Sunday, May 18, 2008

Maternal Struggle Wears Thin

As a connoisseur of maternity clothing for over a decade and a half, (subjecting myself to the cruel whims of unknown designers since 1993) I have weathered many an ill conceived creation over the course of a nine month period sans periods. The following are my nominations for the Blackwell Worst Idea Ever pregnancy wardrobe options.

First up: the bicycle spandex pants of ’95, in homage to Lance Armstrong, because nothing says comfort to a pregnant woman like clingy gym togs that show every curve and generate sweat. That was a bleak year, spent mostly raiding my husband’s t-shirt drawer for something to cover my mid region as it expanded and my posterior. It was also the year I bought a poncho.

Second Nominee: The unfortunate au natural trend started when countless starlets would pose on sleek magazine covers wearing maternity shirts with only one or two buttons, allowing their beautiful airbrushed tan in a bottle six or more months pregnant bellies to peek out. Most women I know, hope if they are undergoing pregnancy, it’s during the winter months so they can hide and hibernate in large wooly sweaters.

Most women I know, have enough sense to recognize a half buttoned shirt is a half buttoned shirt. If a woman over 30 has a shirt half buttoned and isn’t a starlet, it’s because her toddler was busy working the buttons while she answered the phone, loaded the diaper bag and was slipping on shoes, or she just finished nursing the baby. It just doesn’t work if you are over the age legal to order a beer. And if you are under age...that isn't so good either.

Third option: Then there was the Maternity bikini, modeled by women who, if they chose, could go to a five star restaurant sans reservations wearing a bikini and get a table. Of course, these same women would not actually consume any food at a five star restaurant, bikini or no. No beautifully draped shawl was sufficient enticement for non model women to don the pregnancy bikini. It didn’t go anywhere. Even missing 10% of their grey matter owing to pregnancy, women knew better. That year, the poncho was growing a bit thin.

Fourth Alternative: Baby collar, pinafore, jumpers. Just slip them on and off you go to work was the pitch. The thing of it was, you felt like a fourth grader. Newsflash to designers. The fourth grade cute look only looks cute on fourth graders. Help! I’m maudlin and I want to throw up. The poncho now had a hole and the zipper was stuck but I still wore it.
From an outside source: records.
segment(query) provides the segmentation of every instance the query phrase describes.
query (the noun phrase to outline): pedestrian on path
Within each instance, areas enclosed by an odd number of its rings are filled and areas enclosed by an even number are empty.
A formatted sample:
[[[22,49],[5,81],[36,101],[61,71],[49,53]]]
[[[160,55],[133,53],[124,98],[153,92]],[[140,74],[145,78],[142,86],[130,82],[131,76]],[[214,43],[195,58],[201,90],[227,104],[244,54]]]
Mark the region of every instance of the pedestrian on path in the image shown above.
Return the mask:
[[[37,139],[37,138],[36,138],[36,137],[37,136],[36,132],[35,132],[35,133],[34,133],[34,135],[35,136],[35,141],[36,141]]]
Designers hear me, I am woman! We want pregnancy clothes that fit, that don’t look slutty, sporty or babyish. We are not knocked up spice girls. We also require clothes that do not insist we sit still to remain artfully draped and appropriately covered.

The genesis of all this, was the need to break out my old maternity clothing with the recognition that most of my past periods of confinement were during the winter. I needed things to make it through the not so cool months of May, June, July and August. Going to the local mall, I entered a chain store that caters to pregnant women. Alas, where it once had had someone behind the counter with a degree of style and some measurable sense, it had been taken over by a post MTV plays music kind of generation that sought to establish pregnancy as chic in the cutting edge Ipod/blackberry wireless world that goes clubbing on Thursdays.

Low rise pregnancy jeans and shorts? Leopard spot tanks? Yellow? Even the pregnant thin model wearing the yellow mini dress and four inch stilettos in the picture looked like she wanted an epidural for simply agreeing to be photographed. Yellow on a pear shaped form conjures up only one image:

Big bird.

The expectant model had managed to avoid that look, and instead gave the distinct impression of a perfectly ripe banana half peeled that had been grasped at the middle and squished. There were racks and racks and racks of yellow. I wasn’t buying.

Rushing home, I ransacked my husband’s drawers and pulled out a black t-shirt. It was oversized. It celebrated a now defunct hockey team. I could weather the weather as long as we didn’t have to go anywhere t-shirts weren’t acceptable attire, otherwise I’d have to break out the poncho.